In this post, I want to take a look at some of the alternatives we have to identify supplemental pages. WebmasterWorld has exposed a new query that displays such results, but nobody knows how long it is going to last. Type this into your Google search box: site:hamletbatista.com/& and you’ll see my supplemental pages. I tested it before and after Google removed the label and I'm getting the same pages.
Danny Sullivan talks about a technique Google suggests we use to get the supplemental pages:
First, get a list of all of your pages. Next, go to the webmaster console [Google Webmaster Central] and export a list of all of your links. Make sure that you get both external and internal links, and concatenate the files.
Now, compare your list of all your pages with your list of internal+external backlinks. If you know a page exists, but you don't see that page in the list of site with backlinks, that deserves investigation. Pages with very few backlinks (either from other sites or internally) are also worth checking out.

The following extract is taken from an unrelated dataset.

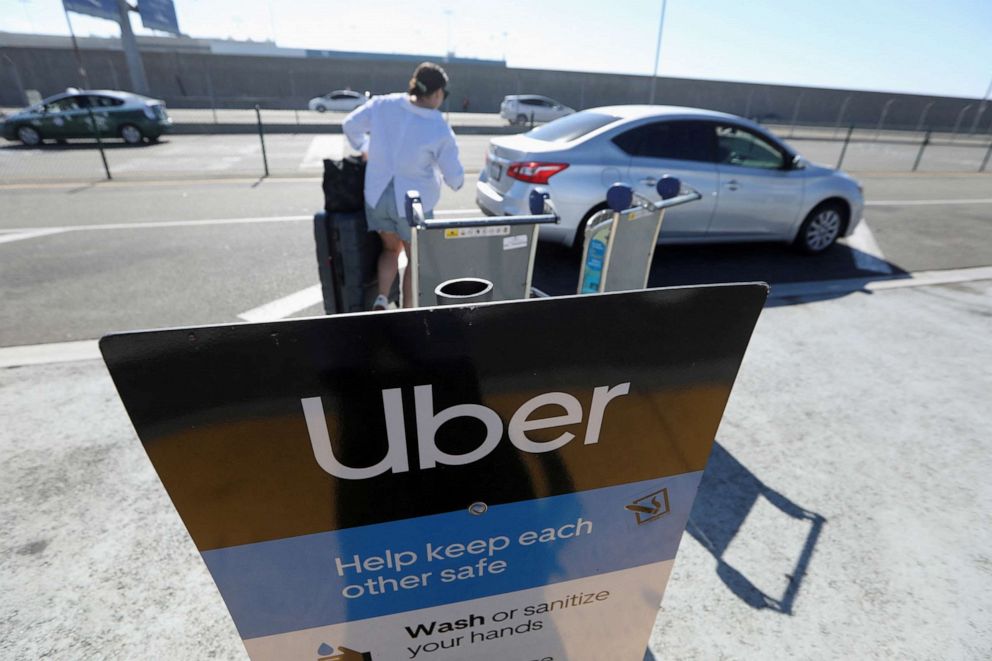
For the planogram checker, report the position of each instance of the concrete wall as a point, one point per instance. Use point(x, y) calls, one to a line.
point(199, 79)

Not sure about you, but that sounds like a little bit of work. I agree with Danny in that the best solution would be an option in Google Webmaster Central to download the supplemental pages.

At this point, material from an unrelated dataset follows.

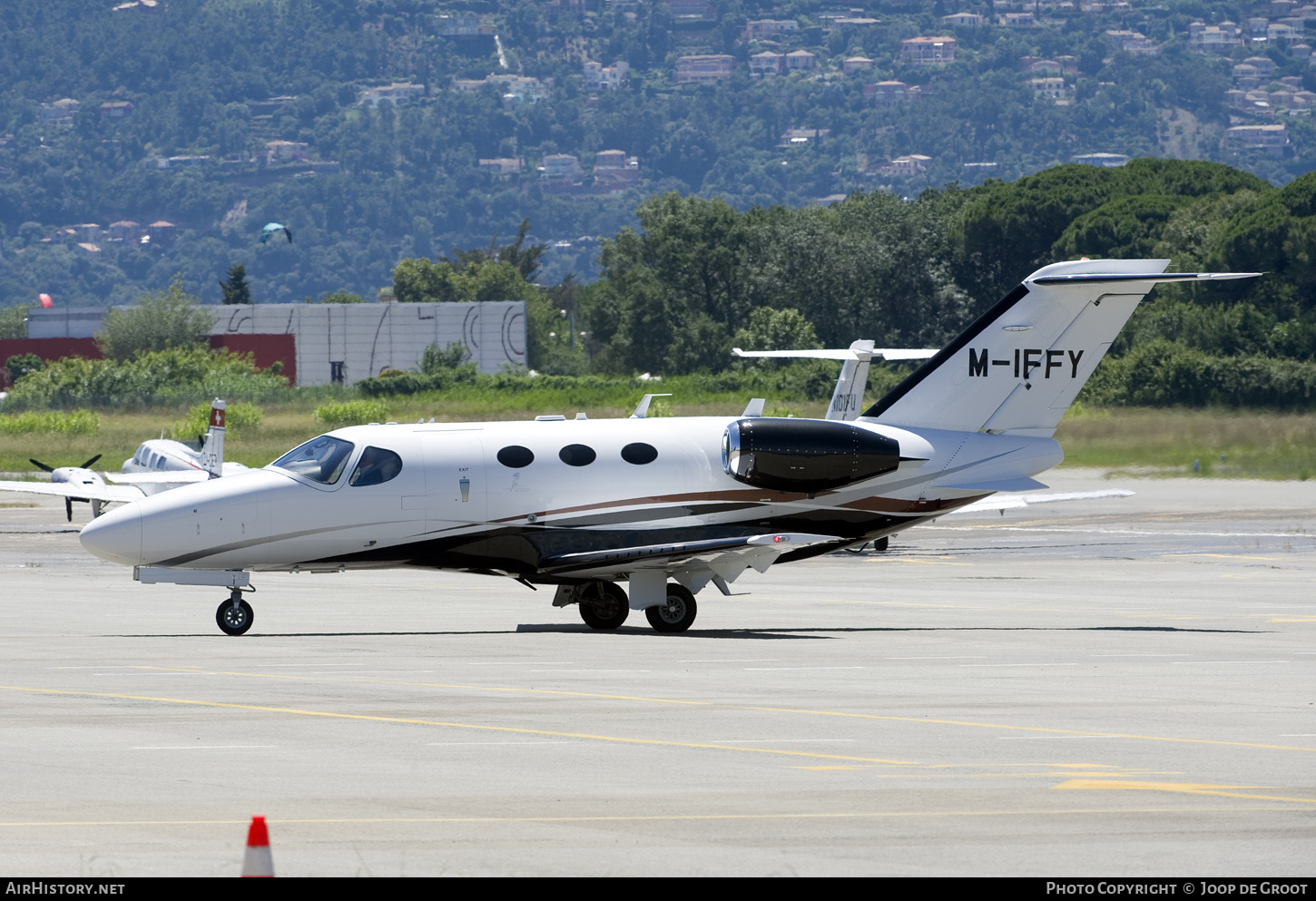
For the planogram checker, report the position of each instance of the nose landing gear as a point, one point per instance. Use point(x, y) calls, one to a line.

Jim Boykin recommends we look for phrases that should only be in the target page; if the page does not come up for the phrase, then it has to be supplemental. Why? Because supplemental pages are partially indexed. That is a clever solution, but for a lazy SEO like me, or if you have a lot of pages on your site, that’s too much work. Imagine how many years it would take Michael Arrington to do this for TechCrunch!
While reading Jim Boykin's alternate solution, I remembered that I had promised one of my readers that I would create a tool to find such pages. To do so, I tried to solve this problem strategically. I followed the same steps I recommended in my previous post. I looked deep at the problem, surveyed the current solutions and came up with one better.
In the end, I revisited the script I created a while ago to identify link-rich and link-poor pages. After all, supplemental pages are pages that have very few links, so I only needed to do a small change to report pages with few links. At the moment my script only lists pages with a single inbound link. Also, as I decided to improve this blog appeal to non-developers, I added a simple web interface.
Here is the link to the tool [temporarily disabled due to server processing issues]
You simply need to copy your server log file to your PC/Mac and upload it via the form. Depending on the size of the log file, it may take a while to copy to my server. Once uploaded, follow the link to the analysis step and you should have a list of pages that have only one inbound link. This list is currently larger than the one Google returns because I am not filtering internal pages or pages that are disallowed in the robots.txt and meta robots tags. Maybe I can add that in the future.
I promise I will work to make the interface look nicer, too!